Munibond racketeering rife - Feds have multi-agency investigation
Bid rigging, tax evasion and other forms of racketeering are rife in the municipal bond business and a huge multijurisdiction criminal investigation has been underway for several years now, the New York Times reports in its business pages. Public toll agencies base almost all their longterm financing on the municipal bond markets so it is of great interest within the US toll industry.
The criminal investigation started as an IRS affair but has ballooned to involve FBI, USDOJ, SEC, and several state law enforcement agencies.
"“It’s rare to sell a Senate seat, but it’s not rare to sell a bond deal. Pay-to-play in the municipal bond market is epidemic. It looks as if there has been price-fixing and bid-rigging on a major scale," a recently retired IRS manager Charles Anderson told the Times. Anderson was manager of tax-exempt bond operations at the IRS.
The Times report also quotes Michael Hausfeld an anti-trust lawyer in Washington who represents some of the state and municipal governments caught up in the federal dragnet as saying the munibond investigation is "one of the
longest-running, most economically pervasive antitrust conspiracies ever to be uncovered in the US."
He says his clients among public sector authorities are victims of huge industry scams and fixes.![]()
Anderson cited an estimate of $4b/year being misappropriated.
Christopher Taylor formerly executive director of the Municipal Securities Rulemaking Board, a regulatory body says tapped telephone calls have produced evidence of organized bid rigging in which supposedly independent financial advisers tell bankers: "We want you to bid on this deal, but you’re not going to get it — you’re going to get the next one. We want you to submit a sloppy bid.”
Taylor said there is evidence of payments by municipalities to banks who have done nothing in return for not competing with a bank selected by the fixers to get the deal. The Justice Department's anti-trust division and the US Attorney's
office in southern New York are leading a major investigation of munibond bid-rigging.
Another angle to the investigation is the charge that a large number of loans were wrongly certified as tax-exempt by financial advisers who knew they didn't qualify, the Times report says.
30 financial services companies at least are involved to the extent of being subpoenaed including JPMorgan, Merrill Lynch and AIG.
In 2006 the FBI conducted raids on three suspect firms including CDR Financial Products (CDRFP) of Beverly Hills CA. New Mexico Gov Bill Richardson is involved because of campaign contributions he received from CDRFP and its appointment by Richardson as the state's adviser for a $1.5b borrowing to raise money for road construction.
Richardson stepped down as President-elect Obama's Commerce Secretary apparently because of potential trouble arising from his dealings with CDRFP. Its president David Rubin gave $100k to Richardson's political fund.
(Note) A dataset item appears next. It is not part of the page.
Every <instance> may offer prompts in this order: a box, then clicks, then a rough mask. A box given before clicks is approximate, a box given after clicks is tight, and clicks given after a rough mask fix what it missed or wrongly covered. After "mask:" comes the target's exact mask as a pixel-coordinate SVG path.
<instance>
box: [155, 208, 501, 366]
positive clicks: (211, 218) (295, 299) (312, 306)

CDRFP and a Philadelphia area firm IMAGE are cited in indictments of former Philadelphia City Treasurer Corey Kemp who now is serving a 10 year jail term for accepting bribes for steering bond business to favored financial firms. Neither firm has been charged with any legal offense.
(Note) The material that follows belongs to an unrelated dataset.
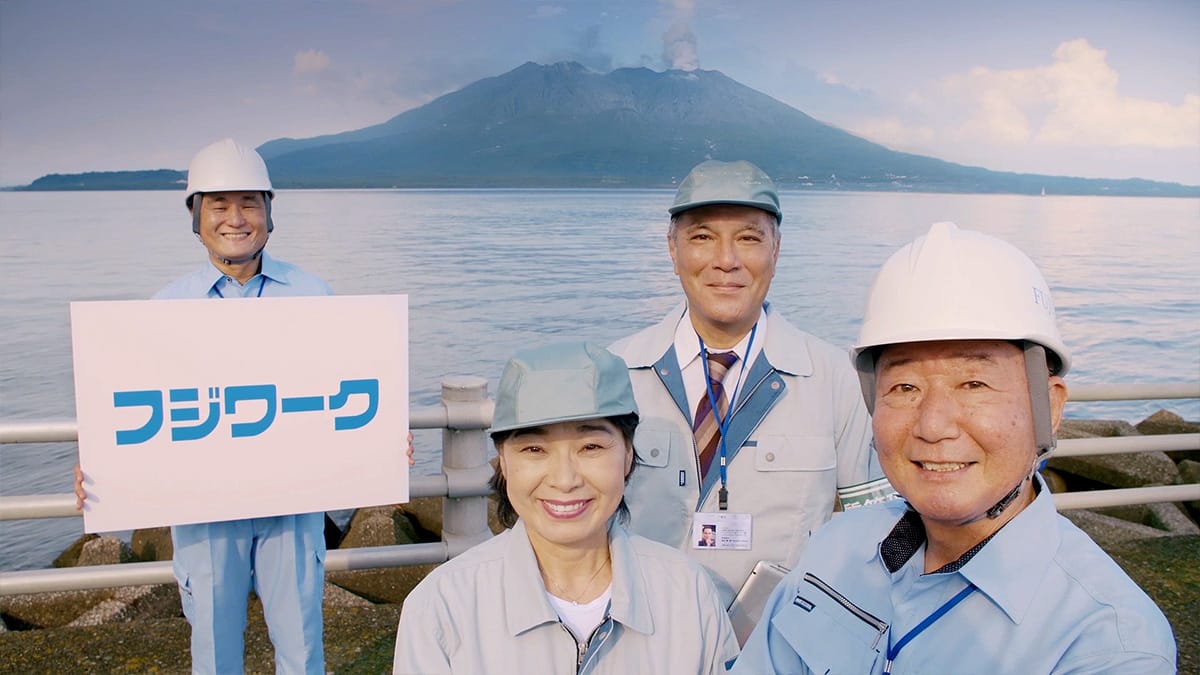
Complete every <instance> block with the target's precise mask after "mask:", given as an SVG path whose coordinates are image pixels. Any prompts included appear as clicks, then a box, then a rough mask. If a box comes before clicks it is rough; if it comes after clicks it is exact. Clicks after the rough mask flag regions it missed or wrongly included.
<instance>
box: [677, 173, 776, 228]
mask: <svg viewBox="0 0 1200 675" xmlns="http://www.w3.org/2000/svg"><path fill="white" fill-rule="evenodd" d="M709 204H738V205H743V207H754V208H756V209H762V210H764V211H767V213H769V214H773V215H774V216H775V221H776V222H782V221H784V211H782V209H780V208H779V192H778V191H776V190H775V183H774V181H773V180H772V179H770V177H769V175H767V174H766V173H764V172H763V171H762V169H761V168H758V167H756V166H754V165H751V163H750V162H748V161H745V160H739V161H737V162H719V161H716V160H708V161H706V162H701V163H698V165H696V167H695V168H694V169H691V173H689V174H688V178H685V179H683V183H680V184H679V190H678V191H676V201H674V204H672V205H671V208H670V209H667V213H670V214H671V215H672V216H674V215H678V214H680V213H683V211H686V210H688V209H695V208H696V207H707V205H709Z"/></svg>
Many state and municipal officers around the country have complained that financial services companies selling swaps and other derivatives misled them, but there are also allegations of some accepting large bribes to put money into these risky investments. Jefferson County Alabama covering the state's largest city Birmingham is facing a large bankruptcy from swap investments gone bad. CDRFP was the county's principal financial adviser, the Times says.
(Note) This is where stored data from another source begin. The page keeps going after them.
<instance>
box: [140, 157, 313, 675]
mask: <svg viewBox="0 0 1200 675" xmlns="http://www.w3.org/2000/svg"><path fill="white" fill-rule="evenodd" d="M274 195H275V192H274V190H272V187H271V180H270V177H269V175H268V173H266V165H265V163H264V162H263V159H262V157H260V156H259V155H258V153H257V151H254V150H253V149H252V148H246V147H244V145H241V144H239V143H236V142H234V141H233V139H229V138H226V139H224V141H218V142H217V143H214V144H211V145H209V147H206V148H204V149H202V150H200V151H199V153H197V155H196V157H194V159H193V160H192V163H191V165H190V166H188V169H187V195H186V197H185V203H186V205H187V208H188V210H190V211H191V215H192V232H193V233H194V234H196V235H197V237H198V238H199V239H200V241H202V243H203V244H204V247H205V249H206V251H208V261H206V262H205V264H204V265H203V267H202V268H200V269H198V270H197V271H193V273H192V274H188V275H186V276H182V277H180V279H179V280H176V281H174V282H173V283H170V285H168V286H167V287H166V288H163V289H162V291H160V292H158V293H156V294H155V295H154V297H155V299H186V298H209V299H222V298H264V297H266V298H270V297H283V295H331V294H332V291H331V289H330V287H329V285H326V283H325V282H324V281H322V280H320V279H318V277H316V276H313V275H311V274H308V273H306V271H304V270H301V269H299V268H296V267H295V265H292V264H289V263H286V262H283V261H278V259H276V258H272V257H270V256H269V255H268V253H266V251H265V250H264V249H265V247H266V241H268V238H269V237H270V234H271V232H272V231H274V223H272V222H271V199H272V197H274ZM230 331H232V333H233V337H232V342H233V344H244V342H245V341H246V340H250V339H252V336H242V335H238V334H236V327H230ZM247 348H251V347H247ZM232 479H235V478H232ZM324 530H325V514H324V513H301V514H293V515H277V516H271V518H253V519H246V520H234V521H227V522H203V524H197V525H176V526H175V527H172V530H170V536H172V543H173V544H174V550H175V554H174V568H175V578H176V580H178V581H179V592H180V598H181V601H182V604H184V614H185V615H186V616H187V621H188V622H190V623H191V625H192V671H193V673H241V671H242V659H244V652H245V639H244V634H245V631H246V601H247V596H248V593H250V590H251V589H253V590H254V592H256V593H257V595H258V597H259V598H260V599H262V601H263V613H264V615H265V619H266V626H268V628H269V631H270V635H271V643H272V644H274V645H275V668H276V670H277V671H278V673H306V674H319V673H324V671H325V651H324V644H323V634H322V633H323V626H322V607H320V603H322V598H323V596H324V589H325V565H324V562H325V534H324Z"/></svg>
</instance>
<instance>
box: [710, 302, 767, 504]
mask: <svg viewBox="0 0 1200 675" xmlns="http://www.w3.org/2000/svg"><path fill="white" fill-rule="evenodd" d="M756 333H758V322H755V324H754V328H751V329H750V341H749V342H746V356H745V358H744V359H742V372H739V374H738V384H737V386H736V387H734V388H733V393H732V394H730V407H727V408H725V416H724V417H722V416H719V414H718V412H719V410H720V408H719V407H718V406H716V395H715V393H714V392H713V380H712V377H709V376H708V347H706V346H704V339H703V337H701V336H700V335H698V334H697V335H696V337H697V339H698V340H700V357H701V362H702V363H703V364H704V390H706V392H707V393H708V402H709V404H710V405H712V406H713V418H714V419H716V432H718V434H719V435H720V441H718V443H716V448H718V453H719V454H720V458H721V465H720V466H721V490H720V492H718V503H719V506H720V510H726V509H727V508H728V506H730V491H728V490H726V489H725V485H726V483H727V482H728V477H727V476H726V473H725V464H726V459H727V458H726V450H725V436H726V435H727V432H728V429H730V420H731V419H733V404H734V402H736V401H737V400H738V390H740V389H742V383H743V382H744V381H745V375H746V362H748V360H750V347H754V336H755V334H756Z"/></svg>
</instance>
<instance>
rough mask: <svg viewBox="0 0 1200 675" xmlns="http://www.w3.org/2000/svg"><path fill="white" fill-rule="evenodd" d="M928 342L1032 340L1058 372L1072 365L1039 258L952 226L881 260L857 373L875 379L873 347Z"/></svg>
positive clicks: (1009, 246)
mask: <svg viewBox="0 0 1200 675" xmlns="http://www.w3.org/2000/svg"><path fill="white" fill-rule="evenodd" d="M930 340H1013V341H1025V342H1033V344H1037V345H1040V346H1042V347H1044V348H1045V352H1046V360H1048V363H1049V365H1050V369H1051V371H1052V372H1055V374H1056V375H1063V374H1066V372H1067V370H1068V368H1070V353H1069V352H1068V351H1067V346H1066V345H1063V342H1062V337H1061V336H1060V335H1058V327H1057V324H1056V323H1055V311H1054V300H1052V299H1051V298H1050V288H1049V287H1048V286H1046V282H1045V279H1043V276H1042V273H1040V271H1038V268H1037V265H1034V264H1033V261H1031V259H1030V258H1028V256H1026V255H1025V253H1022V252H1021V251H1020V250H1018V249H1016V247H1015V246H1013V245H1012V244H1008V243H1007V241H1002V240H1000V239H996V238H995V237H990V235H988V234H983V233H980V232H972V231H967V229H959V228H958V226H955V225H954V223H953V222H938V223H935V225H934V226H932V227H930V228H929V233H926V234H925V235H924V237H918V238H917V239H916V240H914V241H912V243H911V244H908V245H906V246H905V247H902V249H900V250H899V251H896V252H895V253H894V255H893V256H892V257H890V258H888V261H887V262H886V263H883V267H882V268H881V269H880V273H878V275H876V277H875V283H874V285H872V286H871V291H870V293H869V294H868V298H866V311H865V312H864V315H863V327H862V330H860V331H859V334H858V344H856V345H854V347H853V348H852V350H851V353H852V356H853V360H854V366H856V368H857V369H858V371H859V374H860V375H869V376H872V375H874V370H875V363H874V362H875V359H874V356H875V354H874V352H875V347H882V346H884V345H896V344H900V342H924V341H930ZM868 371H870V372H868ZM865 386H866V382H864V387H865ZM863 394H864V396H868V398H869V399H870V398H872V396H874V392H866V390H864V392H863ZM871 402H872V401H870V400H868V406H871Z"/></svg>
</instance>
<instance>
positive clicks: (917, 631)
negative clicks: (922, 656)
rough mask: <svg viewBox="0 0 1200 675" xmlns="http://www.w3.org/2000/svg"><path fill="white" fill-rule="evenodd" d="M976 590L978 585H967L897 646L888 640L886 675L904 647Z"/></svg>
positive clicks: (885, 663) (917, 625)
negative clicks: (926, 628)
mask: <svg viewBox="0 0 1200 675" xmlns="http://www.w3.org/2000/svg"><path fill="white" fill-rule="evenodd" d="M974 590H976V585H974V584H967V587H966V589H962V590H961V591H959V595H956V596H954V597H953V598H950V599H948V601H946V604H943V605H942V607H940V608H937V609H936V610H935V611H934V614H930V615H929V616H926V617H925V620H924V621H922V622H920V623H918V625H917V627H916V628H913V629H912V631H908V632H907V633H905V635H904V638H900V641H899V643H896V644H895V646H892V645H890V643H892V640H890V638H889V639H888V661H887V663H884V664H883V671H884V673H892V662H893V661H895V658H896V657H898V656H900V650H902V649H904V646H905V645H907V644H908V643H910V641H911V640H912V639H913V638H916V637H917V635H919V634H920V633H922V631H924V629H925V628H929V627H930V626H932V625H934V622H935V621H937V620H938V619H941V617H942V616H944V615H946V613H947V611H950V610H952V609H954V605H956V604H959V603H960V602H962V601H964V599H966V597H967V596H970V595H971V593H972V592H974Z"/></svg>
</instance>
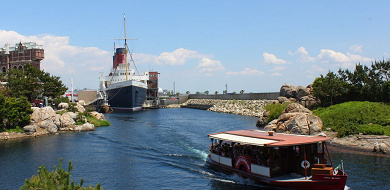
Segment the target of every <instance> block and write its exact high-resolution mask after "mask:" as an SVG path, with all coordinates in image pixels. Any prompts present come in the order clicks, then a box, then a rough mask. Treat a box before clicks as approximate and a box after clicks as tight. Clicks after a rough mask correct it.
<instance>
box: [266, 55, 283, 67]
mask: <svg viewBox="0 0 390 190" xmlns="http://www.w3.org/2000/svg"><path fill="white" fill-rule="evenodd" d="M263 57H264V62H265V63H270V64H277V65H281V64H286V63H287V61H285V60H283V59H279V58H277V57H276V56H275V55H274V54H270V53H263Z"/></svg>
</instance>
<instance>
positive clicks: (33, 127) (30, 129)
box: [23, 125, 37, 135]
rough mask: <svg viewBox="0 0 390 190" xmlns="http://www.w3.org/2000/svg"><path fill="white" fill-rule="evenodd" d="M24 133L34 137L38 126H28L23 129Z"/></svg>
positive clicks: (36, 130) (35, 125)
mask: <svg viewBox="0 0 390 190" xmlns="http://www.w3.org/2000/svg"><path fill="white" fill-rule="evenodd" d="M23 131H24V132H25V133H26V134H27V135H32V134H34V133H35V132H36V131H37V126H36V125H26V126H24V127H23Z"/></svg>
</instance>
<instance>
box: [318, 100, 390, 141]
mask: <svg viewBox="0 0 390 190" xmlns="http://www.w3.org/2000/svg"><path fill="white" fill-rule="evenodd" d="M389 109H390V106H389V105H387V104H384V103H377V102H345V103H342V104H337V105H333V106H330V107H327V108H318V109H316V110H313V113H314V114H315V115H317V116H318V117H320V118H321V119H322V121H323V122H324V126H323V128H325V129H326V128H330V129H331V130H332V131H336V132H337V133H338V134H337V135H338V137H344V136H347V135H352V134H358V133H363V134H371V135H390V112H389V111H388V110H389Z"/></svg>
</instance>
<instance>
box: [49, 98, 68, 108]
mask: <svg viewBox="0 0 390 190" xmlns="http://www.w3.org/2000/svg"><path fill="white" fill-rule="evenodd" d="M52 102H54V103H55V104H56V106H58V104H60V103H61V102H64V103H68V104H69V103H70V102H69V98H67V97H59V98H55V99H53V100H52Z"/></svg>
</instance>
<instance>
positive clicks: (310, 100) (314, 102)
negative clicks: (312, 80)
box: [299, 95, 319, 109]
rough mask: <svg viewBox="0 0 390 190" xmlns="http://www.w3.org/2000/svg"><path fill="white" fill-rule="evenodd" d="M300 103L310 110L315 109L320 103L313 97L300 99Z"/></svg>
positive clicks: (301, 98) (307, 97)
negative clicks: (314, 108)
mask: <svg viewBox="0 0 390 190" xmlns="http://www.w3.org/2000/svg"><path fill="white" fill-rule="evenodd" d="M299 102H300V103H301V105H303V106H305V107H306V108H309V109H311V108H313V107H314V106H315V105H317V104H318V103H319V102H318V101H317V99H316V98H314V96H313V95H308V96H303V97H302V98H301V99H299Z"/></svg>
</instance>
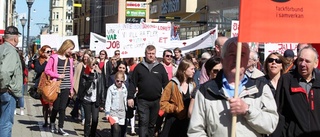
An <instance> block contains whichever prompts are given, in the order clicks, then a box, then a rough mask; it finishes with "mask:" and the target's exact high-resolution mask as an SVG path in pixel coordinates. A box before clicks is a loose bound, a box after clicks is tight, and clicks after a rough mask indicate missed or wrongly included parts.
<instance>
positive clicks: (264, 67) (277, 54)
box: [263, 52, 287, 95]
mask: <svg viewBox="0 0 320 137" xmlns="http://www.w3.org/2000/svg"><path fill="white" fill-rule="evenodd" d="M263 66H264V73H265V78H266V79H267V80H268V81H269V83H268V85H269V86H270V88H271V91H272V93H273V95H274V94H275V91H276V88H277V84H278V80H279V78H280V76H281V75H282V74H283V73H284V72H285V70H286V68H285V66H287V60H286V59H285V58H284V57H283V56H282V55H281V54H279V53H277V52H273V53H271V54H269V55H268V57H267V58H266V60H265V61H264V65H263Z"/></svg>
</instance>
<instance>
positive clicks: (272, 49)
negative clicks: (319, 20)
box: [264, 43, 298, 59]
mask: <svg viewBox="0 0 320 137" xmlns="http://www.w3.org/2000/svg"><path fill="white" fill-rule="evenodd" d="M297 45H298V43H265V44H264V59H266V58H267V56H268V55H269V54H270V53H273V52H278V53H280V54H281V55H283V53H284V52H285V51H286V50H287V49H292V50H293V52H294V55H297Z"/></svg>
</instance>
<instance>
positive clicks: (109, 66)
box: [0, 26, 320, 137]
Any wrongdoing is denied by Rubin in a Note to Clients and Friends: http://www.cdrfp.com/letter.html
Rubin, 45 and founder of CDRFP says he is "an unabashed supporter of Democratic causes and public figures."
Times report http://www.nytimes.com/2009/01/09/business/09insure.html?em
BACKGROUND: The US is unusual in the extent to which its capital market is divided into taxable and tax-free bonds by the tax code. In most countries public authorities borrow on the same basis as commercial business.